Train a Bagging Classifier using Decision Trees on the Iris dataset

Evaluate its accuracy and compare with a single Decision Tree

In [3]:
from sklearn.datasets import load_iris
from sklearn.model_selection import train_test_split
from sklearn.tree import DecisionTreeClassifier
from sklearn.ensemble import BaggingClassifier
from sklearn.metrics import accuracy_score

X, y = load_iris(return_X_y=True)
X_train, X_test, y_train, y_test = train_test_split(X, y, test_size=0.3, random_state=42)

dt = DecisionTreeClassifier(random_state=42)
dt.fit(X_train, y_train)
acc_dt = accuracy_score(y_test, dt.predict(X_test))

bag = BaggingClassifier(estimator=DecisionTreeClassifier(), n_estimators=50, random_state=42)
bag.fit(X_train, y_train)
acc_bag = accuracy_score(y_test, bag.predict(X_test))

print('Decision Tree Accuracy:', acc_dt)
print('Bagging Classifier Accuracy:', acc_bag)

Decision Tree Accuracy: 1.0
Bagging Classifier Accuracy: 1.0


### Question 8
**Write a Python program to:**

Train a Random Forest Classifier

Tune max_depth and n_estimators using GridSearchCV

Print best parameters and final accuracy

In [4]:
from sklearn.model_selection import GridSearchCV
from sklearn.ensemble import RandomForestClassifier
from sklearn.datasets import load_iris

X, y = load_iris(return_X_y=True)
param_grid = {'n_estimators': [50, 100, 150], 'max_depth': [3, 5, 7, None]}
rf = RandomForestClassifier(random_state=42)
grid = GridSearchCV(rf, param_grid, cv=5)
grid.fit(X, y)
print('Best Params:', grid.best_params_)
print('Best Accuracy:', grid.best_score_)

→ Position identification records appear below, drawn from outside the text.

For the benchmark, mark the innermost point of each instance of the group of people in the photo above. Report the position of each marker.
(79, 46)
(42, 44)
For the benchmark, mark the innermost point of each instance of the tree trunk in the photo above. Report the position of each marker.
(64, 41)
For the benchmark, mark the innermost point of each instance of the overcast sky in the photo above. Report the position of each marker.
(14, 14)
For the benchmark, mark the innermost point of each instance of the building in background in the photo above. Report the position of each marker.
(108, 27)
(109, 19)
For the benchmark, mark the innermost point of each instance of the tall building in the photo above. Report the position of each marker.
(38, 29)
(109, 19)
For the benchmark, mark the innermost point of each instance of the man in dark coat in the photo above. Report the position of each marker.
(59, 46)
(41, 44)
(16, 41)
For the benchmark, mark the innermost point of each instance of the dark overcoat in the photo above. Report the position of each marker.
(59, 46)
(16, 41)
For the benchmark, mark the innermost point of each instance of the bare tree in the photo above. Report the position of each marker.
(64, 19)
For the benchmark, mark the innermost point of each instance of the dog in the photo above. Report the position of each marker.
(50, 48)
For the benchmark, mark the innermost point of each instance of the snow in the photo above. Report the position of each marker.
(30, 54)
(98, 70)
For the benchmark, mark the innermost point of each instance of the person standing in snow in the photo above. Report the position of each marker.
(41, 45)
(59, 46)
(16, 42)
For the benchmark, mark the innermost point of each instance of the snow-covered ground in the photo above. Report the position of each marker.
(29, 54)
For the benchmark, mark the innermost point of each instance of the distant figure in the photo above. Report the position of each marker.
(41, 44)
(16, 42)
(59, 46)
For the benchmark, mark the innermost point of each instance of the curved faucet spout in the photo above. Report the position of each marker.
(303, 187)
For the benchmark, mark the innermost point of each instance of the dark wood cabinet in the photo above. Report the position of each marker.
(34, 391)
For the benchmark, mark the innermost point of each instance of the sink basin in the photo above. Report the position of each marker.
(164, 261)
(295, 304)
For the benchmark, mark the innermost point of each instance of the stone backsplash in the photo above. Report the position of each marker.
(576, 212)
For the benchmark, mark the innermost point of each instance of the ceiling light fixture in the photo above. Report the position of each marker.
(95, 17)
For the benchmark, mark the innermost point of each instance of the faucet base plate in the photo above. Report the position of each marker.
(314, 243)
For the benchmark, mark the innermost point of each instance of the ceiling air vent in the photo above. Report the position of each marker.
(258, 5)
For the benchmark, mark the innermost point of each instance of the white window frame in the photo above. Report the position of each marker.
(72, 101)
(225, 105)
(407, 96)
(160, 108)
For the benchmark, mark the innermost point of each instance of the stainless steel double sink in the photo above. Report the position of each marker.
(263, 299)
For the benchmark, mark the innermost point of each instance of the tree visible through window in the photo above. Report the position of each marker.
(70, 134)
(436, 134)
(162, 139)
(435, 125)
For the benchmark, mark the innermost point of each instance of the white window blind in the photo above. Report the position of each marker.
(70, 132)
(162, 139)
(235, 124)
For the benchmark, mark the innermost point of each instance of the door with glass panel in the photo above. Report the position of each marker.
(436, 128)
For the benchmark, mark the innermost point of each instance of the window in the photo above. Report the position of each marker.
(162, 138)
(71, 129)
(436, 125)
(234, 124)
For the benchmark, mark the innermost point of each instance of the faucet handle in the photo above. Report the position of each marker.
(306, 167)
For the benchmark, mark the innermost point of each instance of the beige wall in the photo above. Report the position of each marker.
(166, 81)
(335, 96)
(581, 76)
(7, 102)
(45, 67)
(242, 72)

Best Params: {'max_depth': 3, 'n_estimators': 50}
Best Accuracy: 0.9666666666666668


### Question 9
**Write a Python program to:**

Train a Bagging Regressor and a Random Forest Regressor on the California Housing dataset

Compare their Mean Squared Errors (MSE)

In [5]:
from sklearn.datasets import fetch_california_housing
from sklearn.model_selection import train_test_split
from sklearn.ensemble import BaggingRegressor, RandomForestRegressor
from sklearn.metrics import mean_squared_error

data = fetch_california_housing()
X_train, X_test, y_train, y_test = train_test_split(data.data, data.target, test_size=0.3, random_state=42)

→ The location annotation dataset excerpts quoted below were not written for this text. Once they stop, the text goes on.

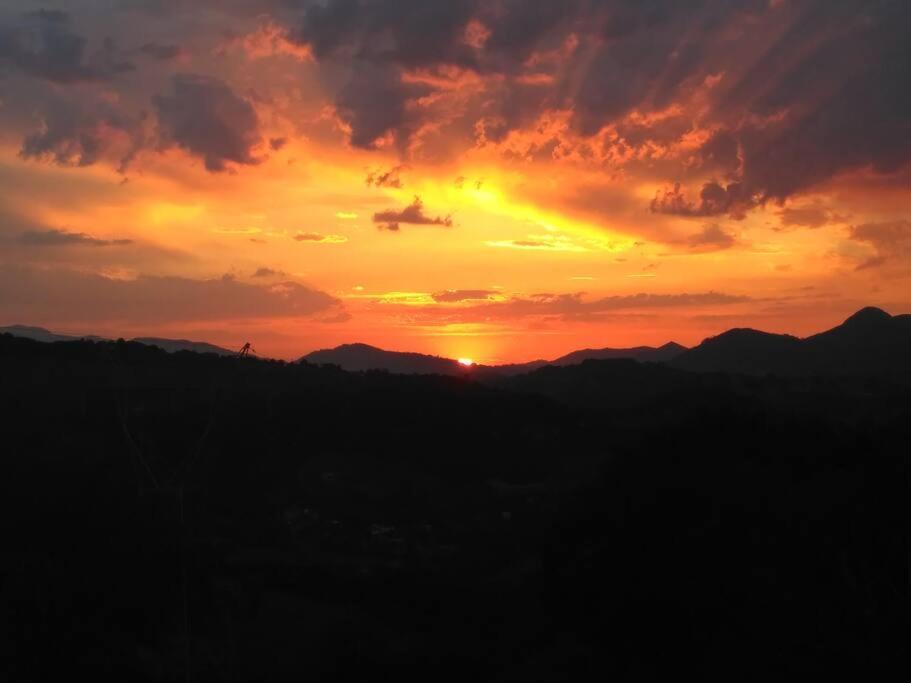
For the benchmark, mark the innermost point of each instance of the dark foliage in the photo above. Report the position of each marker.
(193, 517)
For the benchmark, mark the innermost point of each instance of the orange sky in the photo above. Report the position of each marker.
(227, 175)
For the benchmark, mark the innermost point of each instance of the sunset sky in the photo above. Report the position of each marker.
(502, 180)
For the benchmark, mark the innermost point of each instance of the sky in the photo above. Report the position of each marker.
(502, 180)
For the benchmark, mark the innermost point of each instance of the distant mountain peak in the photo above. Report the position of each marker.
(868, 316)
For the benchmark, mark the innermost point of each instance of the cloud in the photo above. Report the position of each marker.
(576, 306)
(711, 238)
(806, 217)
(267, 272)
(891, 241)
(714, 200)
(43, 45)
(320, 238)
(411, 215)
(390, 178)
(61, 295)
(204, 116)
(460, 295)
(63, 238)
(792, 94)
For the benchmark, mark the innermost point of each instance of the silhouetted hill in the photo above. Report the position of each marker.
(870, 342)
(213, 518)
(740, 350)
(170, 345)
(645, 354)
(42, 335)
(175, 345)
(361, 357)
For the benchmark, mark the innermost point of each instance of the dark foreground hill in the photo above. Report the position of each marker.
(358, 357)
(192, 517)
(870, 342)
(170, 345)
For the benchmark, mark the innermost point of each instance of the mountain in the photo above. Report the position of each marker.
(170, 345)
(43, 335)
(745, 351)
(644, 354)
(175, 345)
(359, 357)
(870, 342)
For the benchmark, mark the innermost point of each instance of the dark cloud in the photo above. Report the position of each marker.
(373, 103)
(267, 272)
(891, 241)
(63, 238)
(576, 306)
(459, 295)
(411, 215)
(161, 52)
(801, 90)
(711, 238)
(204, 116)
(320, 238)
(805, 217)
(61, 295)
(390, 178)
(78, 134)
(714, 200)
(42, 44)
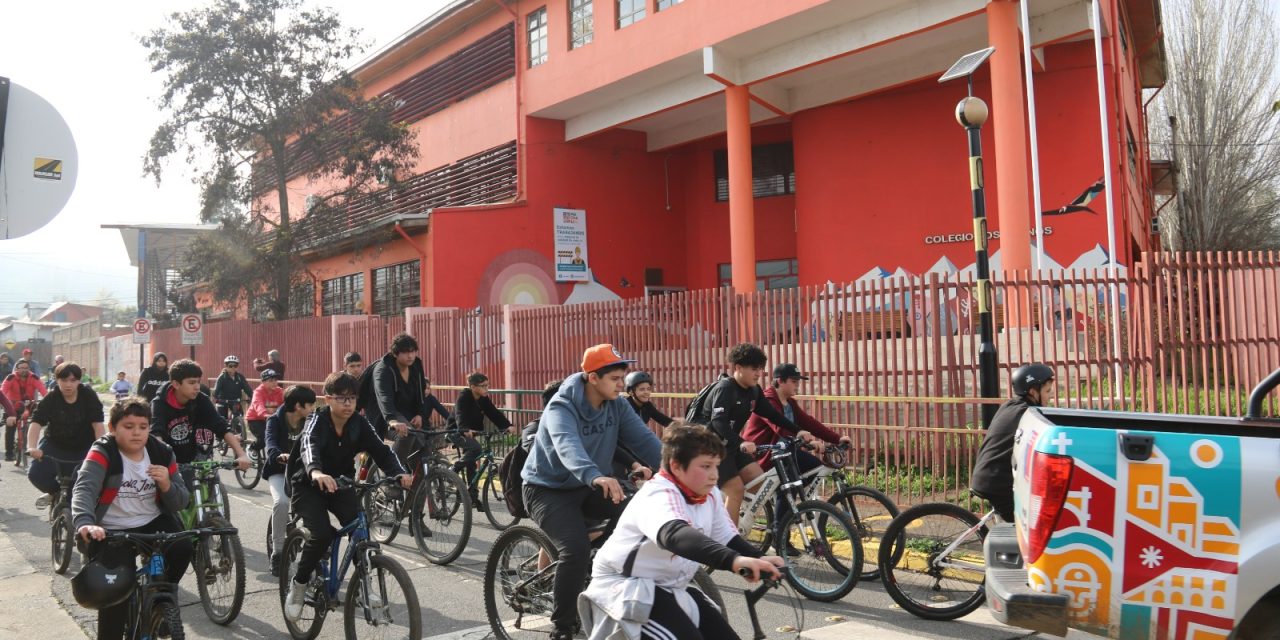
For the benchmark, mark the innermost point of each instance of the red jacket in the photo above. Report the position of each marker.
(762, 432)
(18, 389)
(265, 402)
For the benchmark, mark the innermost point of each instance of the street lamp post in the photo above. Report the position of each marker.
(972, 114)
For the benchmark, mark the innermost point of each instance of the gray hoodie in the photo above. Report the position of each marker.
(575, 442)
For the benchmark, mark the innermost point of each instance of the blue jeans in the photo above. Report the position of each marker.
(42, 472)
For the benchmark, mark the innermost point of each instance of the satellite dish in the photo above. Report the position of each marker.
(37, 161)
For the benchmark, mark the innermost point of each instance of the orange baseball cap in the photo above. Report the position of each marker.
(602, 356)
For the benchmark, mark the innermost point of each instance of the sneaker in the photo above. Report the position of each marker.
(293, 600)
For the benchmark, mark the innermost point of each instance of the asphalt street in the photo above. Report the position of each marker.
(452, 595)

bag = BaggingRegressor(random_state=42)
bag.fit(X_train, y_train)
rf = RandomForestRegressor(random_state=42)
rf.fit(X_train, y_train)

print('Bagging Regressor MSE:', mean_squared_error(y_test, bag.predict(X_test)))
print('Random Forest Regressor MSE:', mean_squared_error(y_test, rf.predict(X_test)))

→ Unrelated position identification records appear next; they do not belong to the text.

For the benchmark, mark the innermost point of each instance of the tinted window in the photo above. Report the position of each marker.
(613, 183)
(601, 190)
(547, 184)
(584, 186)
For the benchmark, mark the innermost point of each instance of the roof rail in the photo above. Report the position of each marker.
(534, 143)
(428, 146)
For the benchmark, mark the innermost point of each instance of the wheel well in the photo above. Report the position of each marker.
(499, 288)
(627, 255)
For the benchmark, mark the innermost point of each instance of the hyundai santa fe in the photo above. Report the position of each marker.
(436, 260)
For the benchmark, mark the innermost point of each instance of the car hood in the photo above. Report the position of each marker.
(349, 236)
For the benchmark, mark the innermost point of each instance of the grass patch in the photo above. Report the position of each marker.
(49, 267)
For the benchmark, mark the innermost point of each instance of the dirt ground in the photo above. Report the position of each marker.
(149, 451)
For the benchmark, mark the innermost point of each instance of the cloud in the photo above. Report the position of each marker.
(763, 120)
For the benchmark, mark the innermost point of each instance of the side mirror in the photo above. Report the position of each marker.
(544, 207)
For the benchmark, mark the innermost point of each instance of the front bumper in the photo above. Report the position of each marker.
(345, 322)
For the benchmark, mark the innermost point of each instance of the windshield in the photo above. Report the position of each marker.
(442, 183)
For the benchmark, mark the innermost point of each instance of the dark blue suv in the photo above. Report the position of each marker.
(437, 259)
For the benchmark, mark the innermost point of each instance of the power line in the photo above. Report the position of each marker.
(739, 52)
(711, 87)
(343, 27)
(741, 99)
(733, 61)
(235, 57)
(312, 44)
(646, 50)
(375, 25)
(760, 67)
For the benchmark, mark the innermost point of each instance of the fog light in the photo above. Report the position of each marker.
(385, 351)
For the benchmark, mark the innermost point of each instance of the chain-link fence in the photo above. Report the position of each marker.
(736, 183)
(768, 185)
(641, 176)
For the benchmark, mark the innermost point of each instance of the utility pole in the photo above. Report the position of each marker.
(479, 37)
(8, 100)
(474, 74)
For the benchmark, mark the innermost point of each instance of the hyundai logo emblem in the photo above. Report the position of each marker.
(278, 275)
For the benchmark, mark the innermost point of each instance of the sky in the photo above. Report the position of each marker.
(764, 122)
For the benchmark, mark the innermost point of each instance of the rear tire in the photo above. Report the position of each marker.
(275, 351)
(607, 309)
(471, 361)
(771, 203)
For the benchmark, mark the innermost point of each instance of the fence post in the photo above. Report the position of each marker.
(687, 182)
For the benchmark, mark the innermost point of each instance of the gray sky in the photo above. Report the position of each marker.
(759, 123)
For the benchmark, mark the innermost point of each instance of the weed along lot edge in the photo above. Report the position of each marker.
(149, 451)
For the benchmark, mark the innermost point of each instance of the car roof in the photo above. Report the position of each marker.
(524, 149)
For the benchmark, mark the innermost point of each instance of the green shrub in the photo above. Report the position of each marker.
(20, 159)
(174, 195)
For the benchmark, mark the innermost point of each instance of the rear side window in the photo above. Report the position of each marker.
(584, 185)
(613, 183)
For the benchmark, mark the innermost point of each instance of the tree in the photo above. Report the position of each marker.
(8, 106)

Bagging Regressor MSE: 0.28623579601385674
Random Forest Regressor MSE: 0.25650512920799395


###  Question 10
**Case Study: Loan Default Prediction**

**Approach:**
1. Use Boosting (e.g., XGBoost) since it handles class imbalance well.
2. Prevent overfitting via regularization, early stopping, and CV.
3. Use Decision Trees as base models.
4. Evaluate with Stratified K-Fold and metrics like F1, ROC-AUC.
5. Ensemble improves accuracy and reduces risk in loan approval decisions.

**Answer:**

**Step 1**:

 Choosing Between Bagging or Boosting

Use Boosting (e.g., XGBoost) because loan default prediction often involves imbalanced data and Boosting focuses on difficult cases.

**Step 2**:

 Handle Overfitting

Apply regularization (learning_rate, max_depth).

Use early stopping.

Use cross-validation to monitor performance.

**Step 3**:

 Select Base Models

Use Decision Trees as base learners for interpretability and flexibility.

**Step 4**:

 Evaluate Performance

Use Stratified K-Fold CV.

Evaluate using Precision, Recall, F1-Score, and ROC-AUC.

**Step 5**:

 Why Ensemble Learning Helps

Combines multiple weak learners → stronger prediction.

Handles class imbalance better.

Provides stable, reliable risk predictions.

Improves loan approval decision-making and reduces default losses.